'La La Land' expected to shine at 74th Golden Globes

The musical romp ``La La Land" proved to be an awards-season darling tonight, collecting four early Golden Globes tonight on what appeared to be developing into a dominating night at the Beverly Hilton.

Ryan Gosling won his first Globe in five career nominations for his singing-and-dancing role in the film.

``This isn't the first time I've been mistaken for (fellow nominee) Ryan Reynolds, but it's getting out of hand," he joked as he accepted the award, which he said he would share with writer/director Damien Chazelle and co-star Emma Stone.

``This belongs to the three of us," the 36-year-old actor said. ``I'll chop it into three pieces if you want."

Damien Chazelle, who is also nominated for best director, won for best original screenplay for the film.

Justin Hurwitz won for best original score for ``La La Land" and best original song for the movie's tune ``City of Stars."

Viola Davis won her first career Golden Globe for her work opposite Denzel Washington in ``Fences," the story of a working-class 1950s black family struggling to make ends meet.

``To all the people who believed in this piece of work -- it's not every day that Hollywood thinks of translating a play to screen," she said. ``It doesn't scream moneymaker. But it does scream art."

She gave special thanks to Washington, who also directed the film.

``Thank you for saying `Trust me and remember the love,' " she said.

Aaron Taylor-Johnson won the award for best supporting actor for his role as West Texas hoodlum Ray Marcus in the film noir ``Nocturnal Animals." It was the first Globe win for the 26-year-old British actor.

``I want to thank my wife for being with me and supporting me through this," he said. ``Thank you for putting up with me. I was not very pleasant in this role."

The award for best animated film went to ``Zootopia."

On the television side of the awards, Billy Bob Thornton, 61, was named best actor in a television drama for his portrayal of ambulance-chasing lawyer Billy McBride in Amazon's ``Goliath."

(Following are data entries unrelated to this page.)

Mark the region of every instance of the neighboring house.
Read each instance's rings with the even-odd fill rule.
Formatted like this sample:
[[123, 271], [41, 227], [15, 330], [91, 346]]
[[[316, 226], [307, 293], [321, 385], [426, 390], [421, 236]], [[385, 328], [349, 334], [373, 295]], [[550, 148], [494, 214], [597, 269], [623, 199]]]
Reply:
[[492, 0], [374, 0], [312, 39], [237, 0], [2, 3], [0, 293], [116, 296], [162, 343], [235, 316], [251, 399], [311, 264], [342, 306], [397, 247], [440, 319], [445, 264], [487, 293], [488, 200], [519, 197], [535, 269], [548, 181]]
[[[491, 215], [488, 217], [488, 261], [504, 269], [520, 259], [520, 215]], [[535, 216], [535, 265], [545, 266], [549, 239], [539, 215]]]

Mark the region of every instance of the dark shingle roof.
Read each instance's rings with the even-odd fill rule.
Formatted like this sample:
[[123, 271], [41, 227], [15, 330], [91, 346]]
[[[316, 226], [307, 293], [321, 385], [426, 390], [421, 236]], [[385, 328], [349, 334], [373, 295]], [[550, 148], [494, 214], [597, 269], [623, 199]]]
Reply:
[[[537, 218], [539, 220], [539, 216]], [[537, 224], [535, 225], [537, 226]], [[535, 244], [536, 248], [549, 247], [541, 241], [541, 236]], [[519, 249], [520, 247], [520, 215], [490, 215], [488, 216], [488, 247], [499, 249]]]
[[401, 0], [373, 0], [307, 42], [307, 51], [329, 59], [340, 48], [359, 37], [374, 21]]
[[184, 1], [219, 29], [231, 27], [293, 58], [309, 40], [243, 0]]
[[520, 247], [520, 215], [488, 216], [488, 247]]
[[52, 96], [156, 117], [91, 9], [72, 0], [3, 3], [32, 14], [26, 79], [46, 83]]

Thornton joked with his fellow nominee, Bob Odenkirk, who also plays a sleazy lawyer on ``Better Call Saul," saying the two have had a feud since co-starring in a film in the 1940s. But Thornton thanked the Hollywood Foreign Press Association, noting that there was a host of talented nomninees, and ``this is not track and field, so you don't break a tape and actually win. This is up to people's opinion."

The award for best comedy went to the upstart FX series ``Atlanta,'' created by Donald Glover and telling the story of two cousins struggling to make it as rap artists. Glover hailed his fellow cast and crew members, but gave kudos to his native Atlanta, which provides the backdrop for the series.

``I really want to thank Atlanta and all the black folks in Atlanta for really, just for being alive and ... being amazing people," Glover said. ``I couldn't be here without Atlanta."

Tracee Ellis Ross, 44, won her first career Globe for her lead role in ABC's ``black-ish."

``It's my first time here, guys. It's a nice room, I like it," she told the crowd while accepting the best television comedy actress award. She dedicated the honor to ``all of the women of color ... whose stories, ideas and thoughts are not always considered worthy."

``It is an honor to be on this show to continue expanding the way we are seen and known," she said.

The acclaimed mini-series ``The People v. O.J. Simpson: American Crime Story" won the Globe for best limited series or made-for-television movie, while Sarah Paulson won a best actress prize for her work in the series, portraying prosecutor Marcia Clark.

Hugh Laurie took the prize for best supporting limited series actor for his role as an arms dealer in AMC's ``The Night Manager," based on the novel by John le Carre. Laurie got some nervous laughs for joking that it might be the final Golden Globes ceremony, referencing the incoming Republican presidential administration and the fact the awards show ``has the words, Hollywood, foreign and press in the title."

Olivia Colman won for best supporting limited series actress for her work in ``The Night Manager" for her portrayal of an intelligence operative.